BildVor allem die jungen und die künftigen Generationen werden mit den Auswirkungen des Klimawandels zu kämpfen haben. (Foto: Axel Boldt/​Wikimedia Commons)

"Als Kind ist die Antragstellerin Teil einer Gruppe, die unter allen Indern am meisten anfällig für Klimaveränderungen und trotzdem nicht Teil des politischen Entscheidungsprozesses ist", heißt es in der Klageschrift. Die Regierung habe es versäumt, wirksame und wissenschaftlich fundierte Klimaschutzmaßnahmen zu ergreifen. Ohne die sofortige Senkung der Emissionen von CO2 und anderen Treibhausgasen, die den Klimawandel verursachen, würden die Kinder von heute und der Zukunft unverhältnismäßig stark unter den Gefahren und den katastrophalen Auswirkungen der Destabilisierung des Klimas und der Ozeanversauerung leiden. Deshalb fordert Pandey die Verabschiedung eines nationalen Klimaschutzplans.

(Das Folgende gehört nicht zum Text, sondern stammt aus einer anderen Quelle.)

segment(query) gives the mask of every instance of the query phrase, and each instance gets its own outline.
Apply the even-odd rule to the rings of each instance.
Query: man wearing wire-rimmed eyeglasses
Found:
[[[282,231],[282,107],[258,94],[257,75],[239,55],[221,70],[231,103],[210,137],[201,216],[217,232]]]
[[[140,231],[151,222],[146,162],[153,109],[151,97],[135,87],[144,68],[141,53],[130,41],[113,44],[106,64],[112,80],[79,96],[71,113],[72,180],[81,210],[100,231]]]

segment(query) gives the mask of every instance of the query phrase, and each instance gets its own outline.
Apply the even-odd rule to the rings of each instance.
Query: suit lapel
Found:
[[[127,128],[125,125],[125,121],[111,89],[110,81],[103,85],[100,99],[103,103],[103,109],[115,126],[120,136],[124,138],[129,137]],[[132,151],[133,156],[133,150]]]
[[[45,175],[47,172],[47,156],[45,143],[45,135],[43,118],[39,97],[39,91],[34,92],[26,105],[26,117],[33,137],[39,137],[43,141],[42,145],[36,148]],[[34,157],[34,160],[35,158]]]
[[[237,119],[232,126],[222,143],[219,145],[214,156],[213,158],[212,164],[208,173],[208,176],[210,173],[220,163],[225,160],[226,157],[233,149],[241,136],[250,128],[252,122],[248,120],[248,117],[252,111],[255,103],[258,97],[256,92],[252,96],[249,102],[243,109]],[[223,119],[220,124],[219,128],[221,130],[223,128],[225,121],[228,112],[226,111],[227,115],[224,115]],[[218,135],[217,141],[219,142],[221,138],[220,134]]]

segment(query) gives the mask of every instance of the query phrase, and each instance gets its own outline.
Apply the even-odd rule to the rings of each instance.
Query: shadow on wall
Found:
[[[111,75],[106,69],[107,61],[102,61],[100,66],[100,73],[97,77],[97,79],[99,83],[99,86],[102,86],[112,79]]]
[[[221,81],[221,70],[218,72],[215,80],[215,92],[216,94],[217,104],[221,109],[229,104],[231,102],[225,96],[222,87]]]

Mit seiner Selbstverpflichtung hatte Indien vor knapp zwei Jahren das Ziel ausgegeben, dass seine Treibhausgas-Emissionen bis 2030 um 33 bis 35 Prozent im Verhältnis zum Bruttoinlandsprodukt sinken sollen. Um das Ziel zu erreichen, will Indien seine Ökoenergien massiv ausbauen. 2030 sollen regenerative Quellen 40 Prozent im Strommix ausmachen.

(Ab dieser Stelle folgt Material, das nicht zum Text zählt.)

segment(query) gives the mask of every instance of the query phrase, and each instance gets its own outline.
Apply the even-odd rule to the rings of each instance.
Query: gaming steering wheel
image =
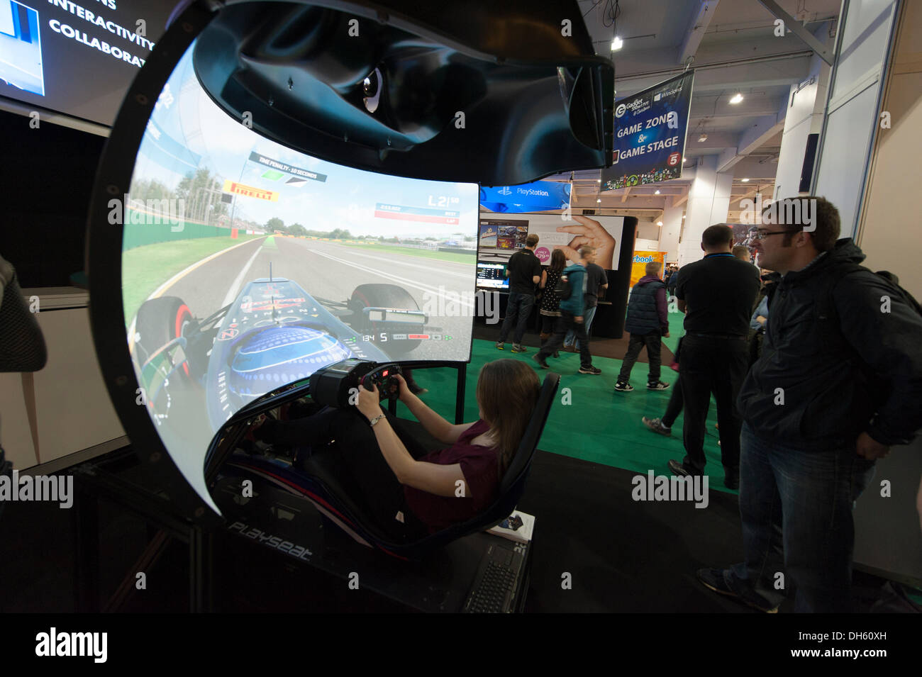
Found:
[[[365,374],[360,383],[366,391],[372,391],[377,386],[382,400],[397,400],[400,397],[400,380],[396,375],[399,373],[399,365],[383,365]]]

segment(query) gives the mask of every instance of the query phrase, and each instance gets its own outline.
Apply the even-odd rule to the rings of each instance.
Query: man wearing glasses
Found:
[[[782,277],[737,401],[745,562],[698,578],[763,612],[792,586],[795,611],[848,612],[854,503],[875,460],[922,427],[922,317],[838,239],[832,204],[782,202],[796,208],[774,209],[756,234],[759,265]]]

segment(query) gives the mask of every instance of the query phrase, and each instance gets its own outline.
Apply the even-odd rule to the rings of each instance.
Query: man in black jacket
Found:
[[[733,256],[733,228],[704,228],[704,258],[679,271],[676,298],[685,314],[679,383],[685,402],[685,458],[669,461],[677,475],[704,473],[704,426],[711,393],[717,405],[724,484],[739,486],[739,427],[735,402],[749,367],[749,322],[759,293],[759,270]]]
[[[837,240],[833,204],[782,202],[789,208],[757,234],[759,264],[782,278],[737,401],[745,562],[698,578],[762,611],[794,586],[796,611],[845,612],[854,502],[875,460],[922,427],[922,317],[858,265],[865,255],[850,239]]]

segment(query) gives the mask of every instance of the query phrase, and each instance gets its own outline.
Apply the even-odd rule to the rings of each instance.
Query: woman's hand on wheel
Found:
[[[365,386],[359,386],[359,402],[355,405],[369,421],[375,416],[380,416],[383,413],[381,411],[381,398],[378,395],[378,387],[372,385],[372,388],[374,390],[366,391]]]

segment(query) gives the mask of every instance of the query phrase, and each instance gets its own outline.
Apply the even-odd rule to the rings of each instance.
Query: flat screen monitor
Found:
[[[110,219],[124,224],[126,337],[148,413],[205,497],[212,437],[261,395],[349,357],[469,361],[479,187],[267,140],[202,89],[194,48]]]
[[[0,0],[0,102],[112,126],[174,5]]]
[[[508,289],[506,264],[525,247],[528,235],[538,238],[535,255],[542,265],[550,263],[554,250],[568,261],[579,258],[584,244],[596,248],[596,263],[606,270],[618,270],[624,216],[571,216],[562,214],[516,214],[515,218],[480,215],[478,237],[477,286],[481,289]]]
[[[484,289],[508,289],[506,264],[500,262],[477,262],[477,286]]]

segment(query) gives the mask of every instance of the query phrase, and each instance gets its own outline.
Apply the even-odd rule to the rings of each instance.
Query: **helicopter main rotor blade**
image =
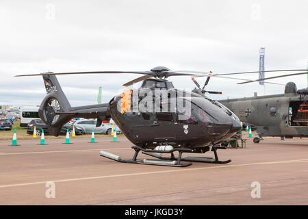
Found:
[[[198,87],[198,88],[200,89],[200,84],[196,81],[196,79],[192,77],[192,81],[194,81],[194,83],[196,85],[196,86]]]
[[[246,82],[240,82],[238,83],[238,84],[243,84],[243,83],[251,83],[251,82],[259,82],[264,80],[268,80],[268,79],[272,79],[274,78],[279,78],[279,77],[290,77],[290,76],[294,76],[294,75],[306,75],[307,73],[307,71],[305,73],[295,73],[295,74],[288,74],[288,75],[279,75],[279,76],[274,76],[274,77],[266,77],[261,79],[254,80],[251,81],[246,81]],[[266,82],[266,81],[264,81]]]
[[[209,94],[222,94],[222,92],[221,91],[208,91],[208,90],[205,90],[205,92],[208,92]]]
[[[85,71],[85,72],[60,73],[54,73],[53,72],[49,72],[41,74],[16,75],[15,77],[61,75],[86,75],[86,74],[141,74],[141,75],[155,75],[155,73],[152,71]]]
[[[125,83],[125,84],[123,84],[123,86],[128,87],[128,86],[132,85],[133,83],[137,83],[137,82],[139,82],[139,81],[147,79],[148,78],[150,78],[150,77],[153,77],[152,75],[141,76],[141,77],[138,77],[138,78],[136,78],[136,79],[135,79],[133,80],[131,80],[131,81],[129,81],[127,83]]]

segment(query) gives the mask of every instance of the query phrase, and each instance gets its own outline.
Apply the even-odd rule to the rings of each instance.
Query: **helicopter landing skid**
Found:
[[[188,163],[188,164],[181,164],[181,157],[183,153],[183,152],[192,152],[191,149],[174,149],[170,151],[156,151],[156,150],[146,150],[142,147],[138,146],[133,146],[131,147],[133,149],[135,150],[135,154],[133,155],[132,159],[122,159],[120,156],[114,155],[112,153],[101,151],[99,152],[99,154],[102,157],[105,157],[106,158],[109,158],[113,160],[115,160],[118,162],[121,163],[128,163],[128,164],[148,164],[148,165],[159,165],[159,166],[177,166],[177,167],[185,167],[192,165],[192,163]],[[157,154],[157,155],[159,153],[171,153],[171,157],[170,159],[167,157],[164,157],[164,159],[166,160],[162,160],[162,159],[144,159],[143,160],[137,159],[137,156],[139,153],[139,152],[142,151],[142,153],[155,153]],[[174,151],[179,151],[179,157],[177,159],[172,159],[175,158],[173,155]],[[158,155],[157,155],[158,156]],[[165,159],[166,158],[166,159]],[[166,160],[168,159],[168,160]]]
[[[214,152],[215,158],[213,157],[185,157],[185,158],[181,158],[183,152],[192,153],[193,151],[189,149],[173,149],[169,151],[157,151],[157,150],[147,150],[138,146],[133,146],[131,147],[135,150],[135,154],[133,155],[132,159],[122,159],[120,156],[114,155],[112,153],[101,151],[99,152],[100,155],[115,160],[121,163],[129,163],[129,164],[148,164],[148,165],[159,165],[159,166],[177,166],[177,167],[185,167],[192,165],[192,163],[188,164],[181,164],[181,161],[188,161],[188,162],[204,162],[204,163],[212,163],[212,164],[227,164],[231,162],[231,159],[227,161],[220,161],[217,155],[217,149],[225,149],[225,147],[216,146],[213,147],[211,151]],[[144,159],[143,160],[137,159],[137,156],[140,151],[142,151],[143,154],[152,156],[159,159]],[[179,156],[175,157],[173,152],[178,151]],[[170,153],[170,157],[165,157],[162,155],[162,153]]]
[[[221,161],[218,159],[218,155],[217,155],[217,149],[227,149],[225,146],[213,146],[211,149],[211,151],[214,153],[215,157],[185,157],[184,158],[181,158],[181,161],[187,161],[187,162],[202,162],[202,163],[211,163],[211,164],[228,164],[231,162],[231,159]],[[178,159],[179,157],[175,157],[173,153],[171,153],[171,157],[163,157],[160,153],[153,153],[153,152],[143,152],[143,154],[152,156],[156,158],[159,158],[161,159],[169,159],[169,160],[175,160]]]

Auch in den USA hatten Kinder und Jugendliche über die Organisation "Our Children's Trust" in einzelnen US-Bundesstaaten und auf Bundesebene Klagen eingereicht, um die Behörden zu mehr Klimaschutz zu bewegen. In den Bundestaaten Massachusetts, Washington und Oregon waren die Klagen erfolgreich. Auch in in den Niederlanden, wo 900 Bürger das Gericht angerufen hatten, waren ähnliche Klagen bereits erfolgreich. Allerdings legte die niederländische Regierung Berufung ein. In Indiens Nachbarland Pakistan hatte ein Bauer auf mehr Klimaschutz geklagt, der die Sorgepflicht des Staates gegenüber seiner Bürger verletzt sah. Im November vergangenen Jahres reichten zudem mehr als 100 Seniorinnen aus der Schweiz Klage gegen ihren Staat ein, weil die verfehlte Klimapolitik zu einer Zunahme gesundheitsbelastender Wetterextreme führe.